O'Connell strode in front of him.
"Wait. There's another thing. I've heard more than one priest boast that there was less sin in the villages of Ireland than in any other country. And why? What is yer great cure for vice? MARRIAGE—isn't it?"
"What are ye sayin'?"
"I'm sayin' this, Father Cahill. If a boy looks at a girl twice, what do ye do? Engage them to be married. To you marriage is the safeguard against sin. And what ARE such marriages? Hunger marryin' thirst! Poverty united to misery! Men and women ignorant and stunted in mind and body, bound together by a sacrament, givin' them the right to bring others, equally distorted, into the wurrld. And when they're born you baptise them, and you have more souls entered on the great register for the Holy Church. Bodies livin' in perpetual torment, with a heaven wavin' at them all through their lives as a reward for their suffering here. I tell ye ye're wrong! Ye're wrong! Ye're wrong! The misery of such marriages will reach through all the generations to come. I'd rather see vice—vice that burns out and leaves scar-white the lives it scorches. There is more sin in the HEARTS and MINDS of these poor, wretched, ill-mated people than in the sinks of Europe. There is some hope for the vicious. Intelligence and common-sense will wean them from it. But there is no hope for the people whose lives from the cradle to the grave are drab and empty and sordid and wretched."

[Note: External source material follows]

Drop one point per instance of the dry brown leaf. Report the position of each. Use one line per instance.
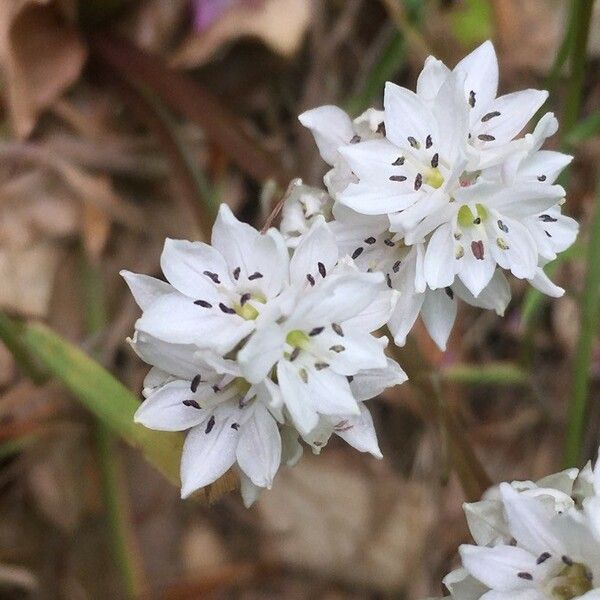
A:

As O'Connell uttered this terrible arraignment of the old order of protecting society by early and indiscriminate marriages, it seemed as if the mantle of some modern prophet had fallen on him. He had struck at the real keynote of Ireland's misery to-day. The spirit of oppression followed them into the privacy of their lives. Even their wives were chosen for them by their teachers. Small wonder the English government could enforce brutal and unjust laws when the very freedom of choosing their mates and of having any voice in the control of their own homes was denied them.
To Father Cahill such words were blasphemy. He looked at O'Connell in horror.
"Have ye done?" he asked.
"What else I may have to say will be said on St. Kernan's Hill this afternoon."
"There will be no meetin' there to-day," cried the priest.
"Come and listen to it," replied the agitator.
"I've forbidden my people to go."
"They'll come if I have to drag them from their homes."
"I've warned the resident-magistrate. The police will be there if ye thry to hold a meetin'."
"We'll outnumber them ten to one."
"There'll be riotin' and death."
"Better to die in a good cause than to live in a bad one," cried O'Connell. "It's the great dead who lead the world by their majesty. It's the bad livin' who keep it back by their infamy."
"Don't do this, Frank O'Connell. I ask you in the name of the Church in which ye were baptised—by me."
"I'll do it in the name of the suffering people I was born among."
"I command you! Don't do this!"
"I can hear only the voice of my dead father saying: 'Go on!'"
"I entreat you—don't!"
"My father's voice is louder than yours, Father Cahill."
"Have an old man's tears no power to move ye?"
O'Connell looked at the priest. Tears were streaming down his cheeks. He made no effort to staunch them. O'Connell hesitated, then he said firmly:
"My father wept in the ditch when he was dyin', dying in sight of his home. Mine was the only hand that wiped away his tears. I can see only HIS to-day, Father."
"I'll make my last appeal. What good can this meetin' do? Ye say the people are ignorant and wretched. Why have them batthered and shot down by the soldiers?"
"It has always been the martyrs who have made a cause. I am willin' to be one. I'd be a thraitor if I passed my life without lifting my voice and my hands against my people's oppressors."
"Ye're throwin' yer life away, Frank O'Connell."
"I wouldn't be the first and I won't be the last"
"Nothing will move ye?" cried the priest.
"One thing only," replied the agitator.
"And what is that?"
"Death!" and O'Connell strode abruptly away.